A principal culpa não é dos movimentos sociais ou dos seus aliados. É do governo e, por trás dessa abstração, de uma elite que manipula os cordéis do poder e rouba de uma forma criminosa. Ela priva o país de usar a renda da sua atividade produtiva em benefício do povo, que sofre em hospitais ruins, em escolas ruins, em moradias ruins e num conjunto de situações desfavoráveis. Enquanto isso, apenas mandarins tiram proveito da excepcional receita que o país tem obtido, nem sempre exatamente por seus méritos (em algumas circunstâncias, a despeito deles). Com quase um quarto de século de vida, o MST constitui capítulo à parte na fragmentada história dos movimentos sociais brasileiros. Nem por isso é a fonte do direito, da justiça, da salvação. País felizmente complexo, o Brasil merece não cultivar movimentos fundamentalistas, salvíficos, seja qual for o seu jargão.

O MST é um ator na trama social brasileira, não o ator, como os outros movimentos sociais. Eles devem desempenhar seu papel sem querer eliminar os demais. Não podem repetir o triste espetáculo que deram no encerramento do VI Congresso Estadual de Jornalistas, no dia 2, quando impediram que uma jornalista paraense, Lúcia Leão, fizesse sua palestra, simplesmente por ser a editora-executiva do Jornal Hoje. A Rede Globo de Televisão já fez muito mal ao país, mas não tanto que mereça uma mordaça, ainda mais porque o cala-boca não foi imposto à empresa, depois de um processo qualquer, mas a uma de suas funcionárias, de súbito, sem conversa nem apelação.

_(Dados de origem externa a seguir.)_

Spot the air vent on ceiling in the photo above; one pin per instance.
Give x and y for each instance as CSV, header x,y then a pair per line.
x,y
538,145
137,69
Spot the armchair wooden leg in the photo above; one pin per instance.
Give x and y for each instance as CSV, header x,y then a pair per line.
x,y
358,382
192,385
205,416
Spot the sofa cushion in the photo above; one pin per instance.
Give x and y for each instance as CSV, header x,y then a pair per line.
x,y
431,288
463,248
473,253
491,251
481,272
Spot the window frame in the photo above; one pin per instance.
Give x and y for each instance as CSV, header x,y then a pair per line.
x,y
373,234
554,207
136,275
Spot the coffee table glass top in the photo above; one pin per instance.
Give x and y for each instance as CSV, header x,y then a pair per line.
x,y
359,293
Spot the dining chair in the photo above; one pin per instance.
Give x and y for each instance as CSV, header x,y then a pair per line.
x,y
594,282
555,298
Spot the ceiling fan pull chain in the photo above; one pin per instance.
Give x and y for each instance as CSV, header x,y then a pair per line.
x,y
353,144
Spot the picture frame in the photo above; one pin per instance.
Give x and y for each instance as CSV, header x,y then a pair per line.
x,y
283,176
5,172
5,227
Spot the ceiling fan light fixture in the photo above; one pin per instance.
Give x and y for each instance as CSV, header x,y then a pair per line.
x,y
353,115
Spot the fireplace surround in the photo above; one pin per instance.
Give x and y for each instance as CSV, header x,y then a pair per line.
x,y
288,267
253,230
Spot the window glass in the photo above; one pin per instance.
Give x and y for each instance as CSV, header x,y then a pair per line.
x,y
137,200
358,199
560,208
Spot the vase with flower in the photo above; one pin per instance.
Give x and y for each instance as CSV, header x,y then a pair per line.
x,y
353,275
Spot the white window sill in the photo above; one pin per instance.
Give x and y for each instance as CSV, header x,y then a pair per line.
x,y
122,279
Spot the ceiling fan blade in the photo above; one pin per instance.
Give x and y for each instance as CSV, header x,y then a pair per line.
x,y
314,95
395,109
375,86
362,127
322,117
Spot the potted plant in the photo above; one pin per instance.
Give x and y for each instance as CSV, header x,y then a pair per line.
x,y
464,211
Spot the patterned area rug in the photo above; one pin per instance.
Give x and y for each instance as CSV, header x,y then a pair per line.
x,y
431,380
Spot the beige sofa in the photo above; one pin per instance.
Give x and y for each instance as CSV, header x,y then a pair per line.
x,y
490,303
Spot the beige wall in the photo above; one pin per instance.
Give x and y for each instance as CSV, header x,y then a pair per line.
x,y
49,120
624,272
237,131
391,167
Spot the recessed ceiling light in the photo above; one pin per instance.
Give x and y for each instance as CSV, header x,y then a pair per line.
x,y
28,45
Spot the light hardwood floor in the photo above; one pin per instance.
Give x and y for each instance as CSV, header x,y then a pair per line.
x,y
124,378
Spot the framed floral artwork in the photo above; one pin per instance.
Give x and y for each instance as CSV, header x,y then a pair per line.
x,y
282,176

Se quisessem, mesmo sem convite, os 80 valorosos militantes dos movimentos sociais deviam manifestar sua desaprovação à mensagem da jornalista da Globo depois que ela falasse e caso, usando seu raciocínio e não seus artelhos, concluíssem que ela era apenas moleca de recado do patrão, a quem vendeu não a sua força de trabalho, mas sua razão, sua honra e sua alma. Do contrário, devemos continuar sob a democracia, o pior dos regimes, exceto pelos outros. Mesmo que seja para desfazê-la e refazê-la - sempre melhor: na pluralidade e na alternância.